Sambar also known as Sambhar Dal is a popular Southern lentil concoction with seasonal vegetables namely, okra, eggplants, carrots, shallots, bottle gourds, pumpkin, radish and even potatoes thrown together with tamarind extract. A special powder, which is a mix of an array of spices, known by the name of Sambar or Sambhar powder is used here. For my convenience, I always rely on the readymade sambar powder easily available in Indian groceries, but if you want to take the effort of making the powder from a scratch, then note down the ingredients below, dry roast them on a skillet and grind them into powder.

v  2 tbsp coriander seeds
v  3 dry red chillies
v  1/2 tsp cumin seeds
v  1 tbsp Bengal gram/chana dal
v  1 tbsp urad dal/split black gram
v  1 1/2 tbsp toor dal/ pigeon peas
v  1/2 tsp turmeric powder
v  1/2 tsp asafetida powder
v  1 inch cinnamon stick
v  6-7 curry leaves
v  1/2 tsp methi or fenugreek seeds
v  1/2 tsp mustard seeds
v  1 tsp black peppercorns (optional)


Ingredients:                                        Cooking time: 30-40 minutes
ü  350 gm toor dal or pigeon peas
ü  5 tiny eggplants (chopped lengthwise)
ü  1 red onion (chopped)
ü  2 tomatoes (chopped)
ü  2 cups of bottle gourd (chopped)
ü  1 large size carrot (cut into roundels)
ü  1 cup of drumsticks
ü  1 tsp turmeric powder
ü  1 tsp kashmiri red mirch
ü  5-6 green chillies (chopped)
ü  2 heaped tbsp sambar powder (readily available in Indian stores)
ü  6 tsp tamarind pulp (you may adjust the amount according to your taste bud)
ü  Salt to taste
ü  White oil for cooking
For sauté:
ü  1 string of curry leaves
ü  1/2 tsp cumin seeds
ü  1/2 tsp black mustard seeds
ü  1/2 tsp hing or asafetida powder
ü  1/2 tsp methi or fenugreek seeds
1) Wash toor dal under running water nicely couple of times, then put them in a pressure cooker in 2-3 glasses of water along with turmeric powder, onion, bottle gourd, carrot and drum sticks. Cook for 1 whistle on high flame. Turn off the heat and let the pressure cooker come down to room temperature before opening the lid. (In case if you are in a hurry wishing to open the lid moment after you take it off the flame, you may place the pressure cooker under running water to let the steam out. It will enable you to open the lid quickly.)
2) Now heat oil in a wok. Add the ingredients for sauté and let them crackle.
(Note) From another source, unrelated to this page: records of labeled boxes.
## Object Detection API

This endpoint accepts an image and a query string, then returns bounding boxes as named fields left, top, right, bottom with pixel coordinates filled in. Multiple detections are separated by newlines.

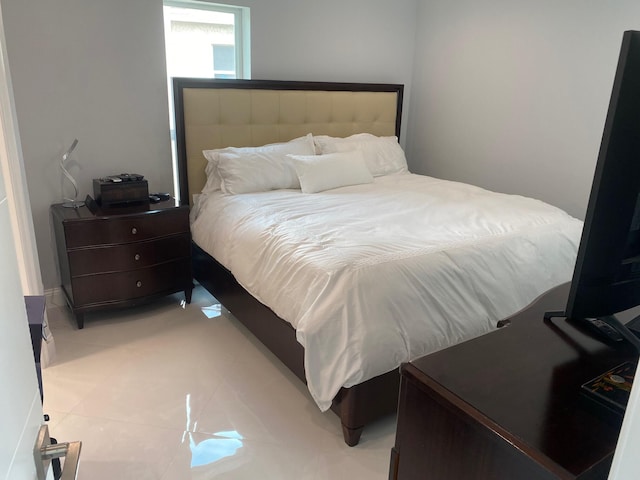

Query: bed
left=173, top=78, right=582, bottom=446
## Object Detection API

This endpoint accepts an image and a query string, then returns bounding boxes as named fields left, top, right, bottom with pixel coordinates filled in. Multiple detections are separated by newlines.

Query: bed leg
left=342, top=424, right=364, bottom=447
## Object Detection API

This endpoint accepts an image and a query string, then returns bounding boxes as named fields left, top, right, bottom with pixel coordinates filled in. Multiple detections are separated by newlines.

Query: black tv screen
left=565, top=31, right=640, bottom=346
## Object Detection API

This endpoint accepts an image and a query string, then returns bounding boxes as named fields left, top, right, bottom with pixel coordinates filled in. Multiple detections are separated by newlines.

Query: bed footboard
left=192, top=243, right=400, bottom=447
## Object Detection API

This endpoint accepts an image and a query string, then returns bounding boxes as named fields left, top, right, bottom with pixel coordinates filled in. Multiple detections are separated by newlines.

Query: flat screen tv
left=545, top=31, right=640, bottom=351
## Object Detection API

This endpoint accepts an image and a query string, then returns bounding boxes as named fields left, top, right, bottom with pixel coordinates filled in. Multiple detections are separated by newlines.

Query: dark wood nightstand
left=51, top=200, right=193, bottom=328
left=389, top=285, right=637, bottom=480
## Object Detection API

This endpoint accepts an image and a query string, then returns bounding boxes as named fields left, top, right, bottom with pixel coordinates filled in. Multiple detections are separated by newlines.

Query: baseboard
left=44, top=287, right=66, bottom=307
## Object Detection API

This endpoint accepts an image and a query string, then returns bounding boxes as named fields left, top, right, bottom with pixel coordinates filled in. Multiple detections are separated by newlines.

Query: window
left=164, top=0, right=251, bottom=78
left=164, top=0, right=251, bottom=200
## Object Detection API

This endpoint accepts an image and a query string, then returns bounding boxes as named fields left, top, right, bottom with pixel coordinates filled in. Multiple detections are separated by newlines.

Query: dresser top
left=51, top=197, right=189, bottom=221
left=403, top=284, right=637, bottom=472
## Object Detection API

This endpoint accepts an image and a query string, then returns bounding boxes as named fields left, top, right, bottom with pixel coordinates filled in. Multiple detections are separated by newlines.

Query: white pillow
left=202, top=134, right=315, bottom=194
left=313, top=133, right=409, bottom=177
left=289, top=150, right=373, bottom=193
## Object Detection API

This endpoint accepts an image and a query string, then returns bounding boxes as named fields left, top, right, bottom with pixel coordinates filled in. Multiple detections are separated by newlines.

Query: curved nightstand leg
left=342, top=423, right=364, bottom=447
left=73, top=312, right=84, bottom=330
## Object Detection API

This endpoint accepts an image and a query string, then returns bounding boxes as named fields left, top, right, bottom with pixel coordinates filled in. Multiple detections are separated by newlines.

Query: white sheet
left=192, top=174, right=582, bottom=410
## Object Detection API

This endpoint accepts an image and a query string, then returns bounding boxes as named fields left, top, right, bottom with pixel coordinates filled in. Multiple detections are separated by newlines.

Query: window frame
left=162, top=0, right=251, bottom=79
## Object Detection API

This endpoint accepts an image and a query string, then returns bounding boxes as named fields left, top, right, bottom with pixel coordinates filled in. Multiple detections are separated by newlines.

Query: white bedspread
left=192, top=174, right=582, bottom=410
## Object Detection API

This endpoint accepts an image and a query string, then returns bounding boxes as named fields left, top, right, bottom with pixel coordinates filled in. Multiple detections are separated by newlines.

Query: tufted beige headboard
left=173, top=78, right=403, bottom=204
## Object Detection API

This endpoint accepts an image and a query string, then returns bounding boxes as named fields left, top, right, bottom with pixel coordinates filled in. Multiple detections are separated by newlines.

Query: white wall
left=0, top=3, right=43, bottom=480
left=407, top=0, right=640, bottom=218
left=2, top=0, right=173, bottom=289
left=0, top=0, right=417, bottom=289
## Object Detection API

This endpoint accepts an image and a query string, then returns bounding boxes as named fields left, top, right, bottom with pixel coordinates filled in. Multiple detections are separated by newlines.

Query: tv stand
left=544, top=311, right=640, bottom=354
left=389, top=285, right=637, bottom=480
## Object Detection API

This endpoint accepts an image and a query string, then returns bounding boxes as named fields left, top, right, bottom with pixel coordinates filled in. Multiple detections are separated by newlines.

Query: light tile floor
left=43, top=287, right=395, bottom=480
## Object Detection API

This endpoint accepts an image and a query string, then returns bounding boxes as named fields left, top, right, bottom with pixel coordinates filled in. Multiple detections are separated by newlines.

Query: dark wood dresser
left=51, top=200, right=193, bottom=328
left=389, top=285, right=637, bottom=480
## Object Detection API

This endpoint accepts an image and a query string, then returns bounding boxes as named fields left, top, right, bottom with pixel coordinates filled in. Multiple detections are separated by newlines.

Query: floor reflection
left=182, top=394, right=243, bottom=468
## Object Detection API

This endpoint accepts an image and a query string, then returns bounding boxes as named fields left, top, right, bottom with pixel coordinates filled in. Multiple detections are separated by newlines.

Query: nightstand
left=51, top=198, right=193, bottom=328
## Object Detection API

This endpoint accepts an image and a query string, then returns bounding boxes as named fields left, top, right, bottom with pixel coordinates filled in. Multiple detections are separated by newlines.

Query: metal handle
left=33, top=425, right=82, bottom=480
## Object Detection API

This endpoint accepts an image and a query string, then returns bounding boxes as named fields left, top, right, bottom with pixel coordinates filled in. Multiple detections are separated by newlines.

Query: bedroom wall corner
left=407, top=0, right=640, bottom=218
left=0, top=0, right=173, bottom=289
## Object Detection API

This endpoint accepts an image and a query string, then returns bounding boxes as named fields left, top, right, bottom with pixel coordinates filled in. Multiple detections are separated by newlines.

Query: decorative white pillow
left=289, top=150, right=373, bottom=193
left=313, top=133, right=409, bottom=177
left=202, top=134, right=315, bottom=194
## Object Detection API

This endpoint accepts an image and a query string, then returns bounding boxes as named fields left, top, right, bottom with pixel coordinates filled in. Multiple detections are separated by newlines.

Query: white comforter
left=192, top=174, right=582, bottom=410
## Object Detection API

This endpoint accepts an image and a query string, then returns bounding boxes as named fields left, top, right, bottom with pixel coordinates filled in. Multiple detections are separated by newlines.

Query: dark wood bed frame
left=173, top=78, right=403, bottom=446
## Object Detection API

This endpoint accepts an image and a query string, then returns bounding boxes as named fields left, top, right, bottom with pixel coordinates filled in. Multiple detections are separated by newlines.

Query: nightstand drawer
left=65, top=209, right=189, bottom=249
left=71, top=259, right=191, bottom=306
left=69, top=234, right=191, bottom=277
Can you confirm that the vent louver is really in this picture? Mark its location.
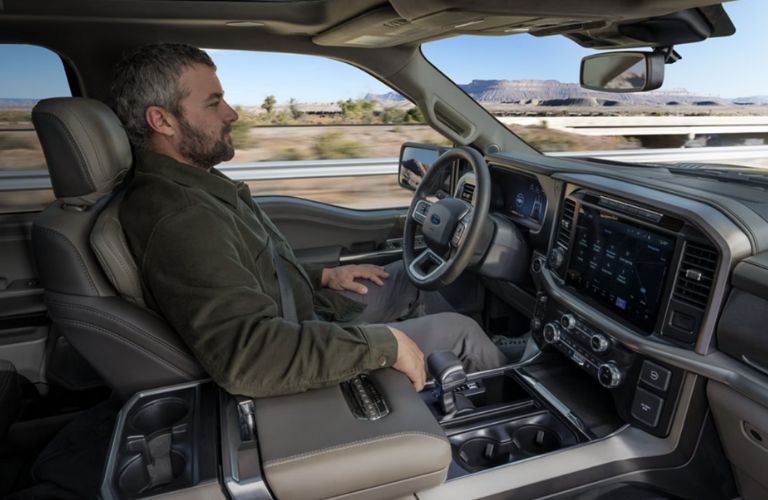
[674,241,718,309]
[461,183,475,203]
[557,199,576,248]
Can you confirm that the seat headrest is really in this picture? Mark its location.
[32,97,133,206]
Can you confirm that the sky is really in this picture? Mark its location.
[0,0,768,106]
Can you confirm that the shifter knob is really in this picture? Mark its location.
[427,351,467,392]
[427,351,472,418]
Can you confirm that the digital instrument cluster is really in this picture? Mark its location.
[493,171,547,224]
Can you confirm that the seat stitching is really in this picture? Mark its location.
[48,300,189,356]
[36,226,99,293]
[59,319,193,377]
[264,432,446,469]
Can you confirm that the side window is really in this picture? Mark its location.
[209,50,447,209]
[0,45,71,213]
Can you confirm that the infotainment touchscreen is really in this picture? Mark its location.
[566,206,675,332]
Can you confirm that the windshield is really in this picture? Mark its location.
[422,0,768,171]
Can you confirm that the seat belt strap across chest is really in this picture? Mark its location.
[270,245,299,323]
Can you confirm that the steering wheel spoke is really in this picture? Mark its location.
[411,200,432,225]
[451,207,474,248]
[408,248,448,282]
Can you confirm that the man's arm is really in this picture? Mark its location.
[142,206,423,396]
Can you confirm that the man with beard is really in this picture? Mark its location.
[112,44,505,396]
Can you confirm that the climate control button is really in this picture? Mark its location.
[544,321,560,344]
[549,247,565,269]
[589,333,611,352]
[597,363,622,389]
[560,314,576,330]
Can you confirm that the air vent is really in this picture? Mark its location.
[674,241,718,309]
[557,199,576,248]
[460,183,475,203]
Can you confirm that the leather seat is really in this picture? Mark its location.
[32,97,206,396]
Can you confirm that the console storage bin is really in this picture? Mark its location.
[101,383,222,499]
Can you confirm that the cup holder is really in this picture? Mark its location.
[118,450,187,498]
[512,425,560,456]
[130,398,189,434]
[458,438,513,471]
[448,411,579,472]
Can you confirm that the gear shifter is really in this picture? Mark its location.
[427,351,474,418]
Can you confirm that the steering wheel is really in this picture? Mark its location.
[403,148,491,290]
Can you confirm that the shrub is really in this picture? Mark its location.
[313,130,367,160]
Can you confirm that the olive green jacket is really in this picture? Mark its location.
[119,153,397,397]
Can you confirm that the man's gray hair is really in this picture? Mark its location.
[111,43,216,149]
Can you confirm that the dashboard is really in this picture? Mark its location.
[476,154,762,436]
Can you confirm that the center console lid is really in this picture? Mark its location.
[253,369,451,500]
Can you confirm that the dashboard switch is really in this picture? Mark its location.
[632,387,664,427]
[560,314,576,330]
[597,363,622,389]
[640,361,672,392]
[589,333,611,352]
[544,322,560,344]
[549,247,565,269]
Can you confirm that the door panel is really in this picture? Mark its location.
[707,253,768,500]
[0,214,48,382]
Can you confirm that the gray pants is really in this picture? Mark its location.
[339,261,507,372]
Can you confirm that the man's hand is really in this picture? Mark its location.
[389,326,427,391]
[320,264,389,295]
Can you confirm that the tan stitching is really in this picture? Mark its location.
[264,432,445,469]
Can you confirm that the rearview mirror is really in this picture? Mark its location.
[581,52,664,92]
[397,143,443,191]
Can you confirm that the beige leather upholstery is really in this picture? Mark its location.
[32,97,133,206]
[91,192,146,307]
[32,97,205,396]
[254,369,451,500]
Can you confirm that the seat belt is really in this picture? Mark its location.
[269,244,299,323]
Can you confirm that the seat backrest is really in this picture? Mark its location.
[32,97,205,395]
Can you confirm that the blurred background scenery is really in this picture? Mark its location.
[0,0,768,208]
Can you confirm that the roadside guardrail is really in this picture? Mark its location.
[0,146,768,192]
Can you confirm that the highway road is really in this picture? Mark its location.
[498,115,768,139]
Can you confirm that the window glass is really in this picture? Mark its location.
[421,2,768,168]
[0,45,71,170]
[0,45,71,213]
[208,50,447,208]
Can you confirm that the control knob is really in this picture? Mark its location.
[544,321,560,344]
[597,363,621,389]
[589,333,611,352]
[531,316,543,332]
[549,247,565,269]
[560,314,576,330]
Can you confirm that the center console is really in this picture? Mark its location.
[101,353,589,499]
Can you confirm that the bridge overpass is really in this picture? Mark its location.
[498,115,768,146]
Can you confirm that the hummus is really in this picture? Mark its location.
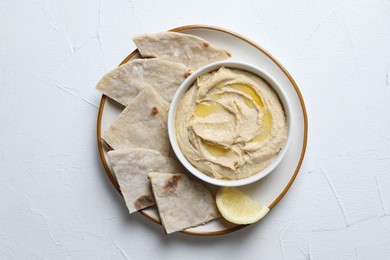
[176,67,287,180]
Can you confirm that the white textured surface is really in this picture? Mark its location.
[0,0,390,259]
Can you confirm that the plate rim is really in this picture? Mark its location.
[96,24,308,236]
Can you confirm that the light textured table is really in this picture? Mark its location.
[0,0,390,259]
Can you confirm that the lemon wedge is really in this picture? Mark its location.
[216,187,269,224]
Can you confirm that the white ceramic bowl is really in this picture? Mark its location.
[168,61,292,187]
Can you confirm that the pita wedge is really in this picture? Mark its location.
[108,148,183,214]
[96,59,191,106]
[133,32,231,70]
[102,85,170,156]
[149,173,220,234]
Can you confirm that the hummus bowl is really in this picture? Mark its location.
[168,61,293,187]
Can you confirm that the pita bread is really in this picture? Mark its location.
[133,32,231,70]
[149,172,220,234]
[108,148,183,214]
[96,59,191,106]
[102,85,171,156]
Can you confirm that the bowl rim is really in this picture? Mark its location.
[168,60,293,187]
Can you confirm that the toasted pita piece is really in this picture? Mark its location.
[133,32,231,70]
[102,85,170,156]
[96,59,191,106]
[108,148,183,214]
[149,172,220,234]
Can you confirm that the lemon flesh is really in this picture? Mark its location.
[216,187,269,224]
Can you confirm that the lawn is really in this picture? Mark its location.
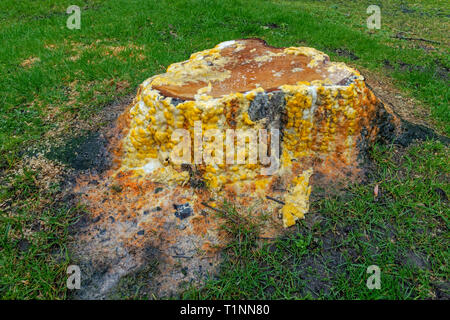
[0,0,450,299]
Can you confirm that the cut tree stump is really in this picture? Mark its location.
[121,39,395,226]
[68,39,444,299]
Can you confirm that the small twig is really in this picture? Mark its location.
[391,34,441,44]
[266,196,285,205]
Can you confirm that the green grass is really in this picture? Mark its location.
[0,0,450,299]
[184,142,450,299]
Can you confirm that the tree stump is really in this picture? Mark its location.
[121,39,395,226]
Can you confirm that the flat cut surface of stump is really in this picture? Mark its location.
[152,39,356,100]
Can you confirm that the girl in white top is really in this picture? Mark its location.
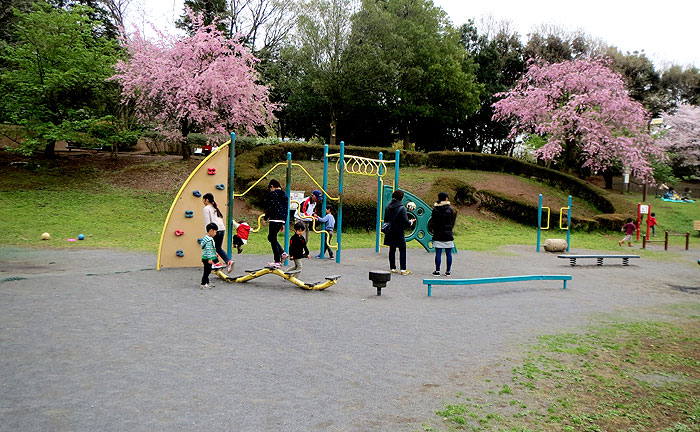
[202,193,234,273]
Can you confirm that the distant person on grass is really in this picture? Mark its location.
[617,218,637,247]
[263,179,289,268]
[384,189,415,276]
[647,212,659,236]
[199,223,218,289]
[202,192,234,273]
[428,192,457,276]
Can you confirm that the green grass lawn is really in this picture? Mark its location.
[0,161,700,255]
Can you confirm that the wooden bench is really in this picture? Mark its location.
[557,255,639,267]
[423,275,571,297]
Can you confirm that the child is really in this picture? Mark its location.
[617,218,637,247]
[202,193,233,273]
[287,221,309,271]
[314,206,335,259]
[199,223,218,289]
[647,212,659,236]
[233,218,250,253]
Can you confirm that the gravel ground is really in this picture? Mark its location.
[0,246,700,431]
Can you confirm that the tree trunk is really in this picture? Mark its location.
[180,118,192,160]
[400,123,411,150]
[602,170,613,189]
[44,140,56,159]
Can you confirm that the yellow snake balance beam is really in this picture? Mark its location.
[213,267,340,291]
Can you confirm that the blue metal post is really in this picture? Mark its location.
[537,194,542,252]
[394,150,401,190]
[374,152,384,253]
[564,195,571,251]
[226,132,236,259]
[335,141,345,264]
[284,152,292,265]
[318,144,328,259]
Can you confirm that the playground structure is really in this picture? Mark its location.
[537,194,571,252]
[214,267,340,291]
[642,231,690,250]
[156,133,432,274]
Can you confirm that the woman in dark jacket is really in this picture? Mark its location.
[384,189,412,276]
[263,179,289,267]
[428,192,457,276]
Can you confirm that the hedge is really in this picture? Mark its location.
[426,151,615,213]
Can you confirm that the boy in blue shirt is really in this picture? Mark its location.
[314,206,335,259]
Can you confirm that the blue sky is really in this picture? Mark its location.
[135,0,700,69]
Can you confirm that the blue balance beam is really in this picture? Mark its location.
[423,275,571,297]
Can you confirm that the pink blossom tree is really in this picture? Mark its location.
[663,104,700,176]
[111,13,274,159]
[493,59,663,181]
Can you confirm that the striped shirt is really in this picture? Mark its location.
[200,235,216,260]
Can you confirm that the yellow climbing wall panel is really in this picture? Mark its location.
[157,144,229,270]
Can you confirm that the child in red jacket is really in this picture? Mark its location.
[617,218,637,247]
[233,218,250,253]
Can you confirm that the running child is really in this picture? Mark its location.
[233,218,250,253]
[287,221,309,271]
[314,206,335,259]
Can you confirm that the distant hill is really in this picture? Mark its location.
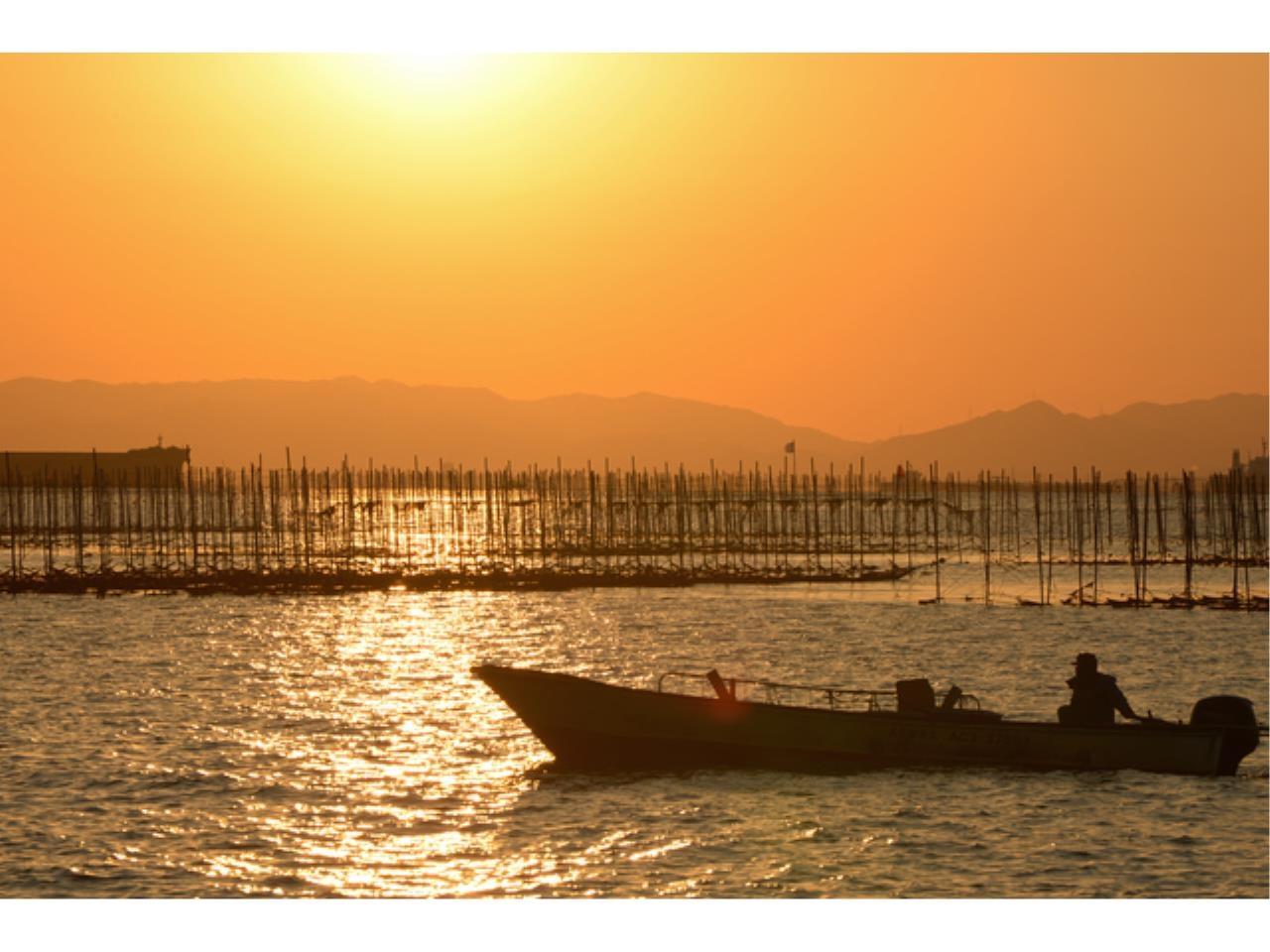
[0,378,1270,476]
3) Add tomatoes and stir around for a minute. Toss the eggplants in and shallow fry them a bit.
4) Add kashmiri red mirch, green chillies, sambar powder and salt. Sauté the mix for 2 minutes. Add tamarind pulp diluted in 1/4 cup of water. Sauté for 8-10 minutes on medium flame.
5) Pour the dal in together with the vegetables. Measure out 2 cups of water into the dal and bring it to a boil. (According to your preference, you may adjust the amount of water. Usually, Sambar dal is little thick in consistency.)
6) Serve hot with rice, dosa, bread or drink like soup.